Agenda
8th PCI Film Series – Happy End
The Postcolonial Studies Initiative is happy to announce its 8th film series with a selection of films, shown monthly, that draw on a variety of different contexts in our postcolonial world. Please join us for our upcoming screening with the film Happy End, introduced by Milica Trakilović. Happy End is a drama about a family set in Calais with the European refugee crisis as the backdrop.
Happy End dissects an unhappy, self-deceiving family. And yet Jean-Louis Trintignant, as a patriarch this time slipping into dementia himself, has a beautifully intimate conversation with his 12-year-old granddaughter Eve (Fantine Harduin). Even if, this still being Haneke, she’s probably a murderer, and their heart to heart is about poison and suicide. “He’s a more humanistic director than he seems,” Huppert has noted. “There is of course no sentimentality, but there is a belief in mankind.”

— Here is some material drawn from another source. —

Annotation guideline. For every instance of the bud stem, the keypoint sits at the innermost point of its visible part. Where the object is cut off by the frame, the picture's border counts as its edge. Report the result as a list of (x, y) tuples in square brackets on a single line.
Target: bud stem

“It’s a North-South conflict,” Haneke’s says. “The rich countries against the poor. That’s been confirmed categorically, since Code Unknown. Refugees aren’t a simple problem, and there are no simple solutions, but a solution has to be found. The problem is that, for a lot of people at the moment, the solution is a shift to the right. I’m especially sceptical of comparisons with the 1930s. But this current atmosphere, with everyone dancing on the edge of the volcano, has a parallel there. Because in my youth, immediately after the war, everybody thought that things would get better – because everything could only get better, after that. But now everybody thinks that things can only get worse, and that is a parallel to the situation before World War Two.” (The Guardian)
Practical information
Happy End (2017, dir. Michael Haneke, France, Germany, Austria)
Date: 11 March
Time: 17.15- 20.00
Location: Entrance at Muntstraat 2A, MCW-LAB (Grote zaal KNG20)
Admission is free of charge. However, due to safety regulations, maximum capacity of the room is 80 people. No exceptions are made. First come, first seated.